4. The application was based upon the grounds set out on the face of the motion and the contents of the supporting affidavit sworn by the 1st defendant’s director, ANISH DOSHI, on 06. 09. 2024 and the annexures thereto. It was stated that the suit properties had since been compulsorily acquired by the National Land Commission (NLC) on behalf of the Kenya National Highways Authority for road expansion as evidenced by various gazette notices publicized by the NLC. It was averred that inquiry as to compensation had been undertaken in which the plaintiff participated hence the plaintiff’s claim had been overtaken by events. It was contended that proceeding with the suit would be for academic purposes only since there was no live issue pending determination.
C. Plaintiff’s response 5. The material on record shows that the plaintiff filed grounds of opposition dated 13. 09. 2024. However, it did not file any replying affidavit to respond to the factual foundation of the 1st defendant’s application. In the said grounds, the plaintiff contended that the application was fatally defective for violations of Order 2 rule 15(1) and (2) of the Civil Procedure Rules, 2010.
D. Directions on submissions 6. When the said application was listed for inter parties hearing it was directed that the same shall be canvassed through written submissions. The parties were consequently granted timelines within which to file and exchange their submissions. The record shows that the 1st defendant filed submissions dated 20. 01. 2025 whereas the plaintiff’s submission were dated 31. 01. 2025. There is no indication on record of the rest of the defendants having filed any responses or submissions to the application.

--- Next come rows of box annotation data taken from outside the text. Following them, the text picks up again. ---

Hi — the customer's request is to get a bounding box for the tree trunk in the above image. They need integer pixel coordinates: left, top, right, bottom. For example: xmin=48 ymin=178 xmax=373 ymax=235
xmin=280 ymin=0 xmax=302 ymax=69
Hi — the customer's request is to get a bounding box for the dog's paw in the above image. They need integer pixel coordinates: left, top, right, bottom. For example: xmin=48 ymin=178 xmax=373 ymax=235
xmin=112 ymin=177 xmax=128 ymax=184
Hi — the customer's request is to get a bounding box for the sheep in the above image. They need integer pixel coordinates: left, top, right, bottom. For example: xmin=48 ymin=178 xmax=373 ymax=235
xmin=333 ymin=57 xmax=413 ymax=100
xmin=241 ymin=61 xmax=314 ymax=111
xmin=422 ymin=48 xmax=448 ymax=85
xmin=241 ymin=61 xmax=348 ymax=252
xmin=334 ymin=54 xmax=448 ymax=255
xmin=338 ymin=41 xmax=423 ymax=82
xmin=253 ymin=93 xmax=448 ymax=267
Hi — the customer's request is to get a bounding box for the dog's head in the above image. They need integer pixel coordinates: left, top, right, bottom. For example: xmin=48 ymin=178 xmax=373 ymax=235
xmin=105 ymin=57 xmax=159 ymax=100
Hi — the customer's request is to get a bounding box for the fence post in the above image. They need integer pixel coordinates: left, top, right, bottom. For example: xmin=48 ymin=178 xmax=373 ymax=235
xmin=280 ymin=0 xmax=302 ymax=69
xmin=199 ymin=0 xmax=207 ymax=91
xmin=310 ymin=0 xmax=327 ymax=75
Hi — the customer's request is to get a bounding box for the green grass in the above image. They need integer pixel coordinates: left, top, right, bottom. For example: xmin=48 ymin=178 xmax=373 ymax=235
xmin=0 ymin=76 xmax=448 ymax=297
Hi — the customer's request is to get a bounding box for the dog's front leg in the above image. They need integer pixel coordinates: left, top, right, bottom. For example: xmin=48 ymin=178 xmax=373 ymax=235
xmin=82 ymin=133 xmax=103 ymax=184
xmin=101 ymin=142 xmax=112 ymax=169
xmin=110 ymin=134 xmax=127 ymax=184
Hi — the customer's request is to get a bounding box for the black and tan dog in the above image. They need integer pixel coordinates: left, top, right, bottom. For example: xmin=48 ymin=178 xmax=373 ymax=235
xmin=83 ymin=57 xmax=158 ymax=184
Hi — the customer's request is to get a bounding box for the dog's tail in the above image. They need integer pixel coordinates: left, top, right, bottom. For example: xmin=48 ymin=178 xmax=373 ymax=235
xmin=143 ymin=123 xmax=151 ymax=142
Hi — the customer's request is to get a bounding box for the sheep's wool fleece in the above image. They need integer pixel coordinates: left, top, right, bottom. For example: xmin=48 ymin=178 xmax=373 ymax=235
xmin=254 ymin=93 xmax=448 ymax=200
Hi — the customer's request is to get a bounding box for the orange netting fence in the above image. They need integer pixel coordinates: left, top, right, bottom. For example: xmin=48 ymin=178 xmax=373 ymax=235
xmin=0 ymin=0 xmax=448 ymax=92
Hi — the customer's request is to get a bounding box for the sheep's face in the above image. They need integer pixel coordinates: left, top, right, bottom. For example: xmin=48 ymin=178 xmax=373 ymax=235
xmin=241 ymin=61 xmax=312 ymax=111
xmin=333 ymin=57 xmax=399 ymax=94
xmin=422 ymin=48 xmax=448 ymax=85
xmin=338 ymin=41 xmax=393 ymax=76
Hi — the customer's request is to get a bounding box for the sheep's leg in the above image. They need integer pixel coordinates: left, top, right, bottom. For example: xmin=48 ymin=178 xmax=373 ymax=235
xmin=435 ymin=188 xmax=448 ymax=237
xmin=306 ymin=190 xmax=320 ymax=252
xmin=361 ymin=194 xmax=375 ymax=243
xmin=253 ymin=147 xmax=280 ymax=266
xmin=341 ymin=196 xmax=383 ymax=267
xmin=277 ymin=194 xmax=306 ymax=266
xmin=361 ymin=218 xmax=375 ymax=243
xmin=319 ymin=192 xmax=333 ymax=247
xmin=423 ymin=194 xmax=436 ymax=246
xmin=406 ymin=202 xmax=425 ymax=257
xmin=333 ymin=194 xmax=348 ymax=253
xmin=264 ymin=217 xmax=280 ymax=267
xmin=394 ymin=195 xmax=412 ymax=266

E. Issues for determination 7. The court has perused the notice of motion dated 06. 09. 2024, the plaintiff’s grounds of opposition dated 13. 09. 2024 as well as the material on record. The court is of the view that the following are the key issues for determination herein;a.Whether the 1st defendant had made out a case for striking out the suit.b.Who shall bear the costs of the application.
F. Analysis and determination a. Whether the 1st defendant has made out a case for striking out the suit 8. The court has considered the material and submissions on record on this issue. The 1st defendant’s case was quite straightforward. That the suit properties having been compulsorily acquired by the NLC for public purposes the plaintiff was no longer the proprietor thereof hence the suit had been overtaken by events. It was the 1st defendant’s case that any further prosecution of the case would be purely an academic exercise since the plaintiff had been compensated for the acquisition of the suit properties.
9. The court has noted that the plaintiff did not file any affidavit to dispute that the NLC compulsorily acquired the suit properties in 2022 or thereabouts or that there had been an injury into compensation. It was not denied that the plaintiff was compensated for the loss of its property. In the event, the court finds that the factual foundation of the 1st defendant’s application remains undisputed and unchallenged.
10. It is evident from the pleadings on record that the plaintiff’s grievances arose from the alleged wrongful, irregular and fraudulent alienation of the suit properties and conversion of part thereof into a public parking without due process and without any form of compensation. It would appear from the material on record that the NLC ultimately decided to follow due process by undertaking compulsory acquisition of the suit properties. The court takes the view that even if the compulsory acquisition had taken place in 2010 before the suit was filed, the only remedy which the plaintiff would have obtained was compensation for the market value of the suit properties. That is the remedy the plaintiff ultimately obtained upon compulsory acquisition in 2022 or thereabouts.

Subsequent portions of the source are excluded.